Air-traffic controllers are among the federal workers who have continued working without pay through the partial government shutdown that began a month ago. They say they are continuing to come to work and aren’t letting safety erode, but the financial strain is beginning to wear on morale amid longer-term concerns about staffing levels at the busiest airports and a potential wave of retirements in the coming years.
On Monday, a spokesman for the Federal Aviation Administration said in a statement that the agency “continually reviews and analyzes the performance of the national airspace system to assess its safety and efficiency. We have not observed any appreciable difference in performance over the last several weeks compared to the same periods during the previous two years.”

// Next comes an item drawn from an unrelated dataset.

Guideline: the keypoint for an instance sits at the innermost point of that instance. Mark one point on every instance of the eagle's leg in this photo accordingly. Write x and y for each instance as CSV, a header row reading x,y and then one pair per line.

Total air traffic is up about 3% from a year ago.
“We remain grateful to the air-traffic controllers and technicians for their professionalism and dedication,” the spokesman also said.
The aviation industry has come into focus as the impacts of the longest-ever government shutdown have rippled through the economy. Absences among airport-security screeners have been rising, reaching 10% of the workforce on Sunday, according to the Transportation Security Administration, almost three times the rate a year ago. There have been sporadic episodes of long lines at some airports. Airlines have said the shutdown will delay some of their plans to add aircraft to their fleets and launch new routes.
Trish Gilbert, executive vice president of the National Air Traffic Controllers Association, said recent data she had reviewed on voluntarily reported incidents don’t show the full picture.
“The data is incomplete because all components of the safety-reporting process aren’t in place,” she said. “The people that would report safety issues aren’t confident in the process right now. They’re not reporting.”
Ms. Gilbert said stress levels are rising to alarming levels, with some controllers reporting that they aren’t fit for duty. About a dozen have resigned, she said, suggesting that number could grow when another payday goes by with no checks.
“When they see the next pay statement with a zero, there’s going to be a whole other level of people opting to do something besides this job,” the union official said.
The union has sued the federal government, arguing that controllers have been unlawfully denied their wages. Last week a judge denied their motion for a temporary restraining order to force the government to begin paying. A hearing is set for the end of the month.
Some union officials fear air-traffic controllers are nearing a breaking point.
“This shutdown is the only topic in the breakroom as resources are starting to run thin,” said Alex Huttenga, an air-traffic controller and president of the local union in Detroit. “Everyone is concerned what they are going to do when they run out of money and can no longer report to work.”
Staffing levels for certified controllers are at 30-year lows, according to the union. Nearly 20% of air-traffic controllers nationwide are eligible for retirement, and Mr. Huttenga said some in Detroit are considering retiring earlier than they had planned. Younger controllers with big student-loan bills have also been hit hard, he said.
In Fort Worth, Texas, a few controllers have left due to the shutdown and several others have taken second jobs, said Nick Daniels, the local union president.
“I had a girl in my office yesterday crying because she was having to pick up a second job and I was trying to find ways to find her cash,” he said. “That is absolutely irresponsible risk introduced into the system unnecessarily.”
Eddie DeLisle, a regional vice president for the union in the northwest, said a recent survey showed that more than 50 controllers nationwide have taken on other work to make ends meet. A handful are now working effectively another full-time job in their off-hours, raising the risk of fatigue.
The shutdown could exacerbate what he sees as a looming staffing crunch. With the air-traffic-control training academy closed, the pipeline of employees has been choked off. New hires who were about to start training are in limbo.
“They told him to sit tight,” Mr. DeLisle said of a new hire from his area. “I don’t know how he’ll manage to do that.”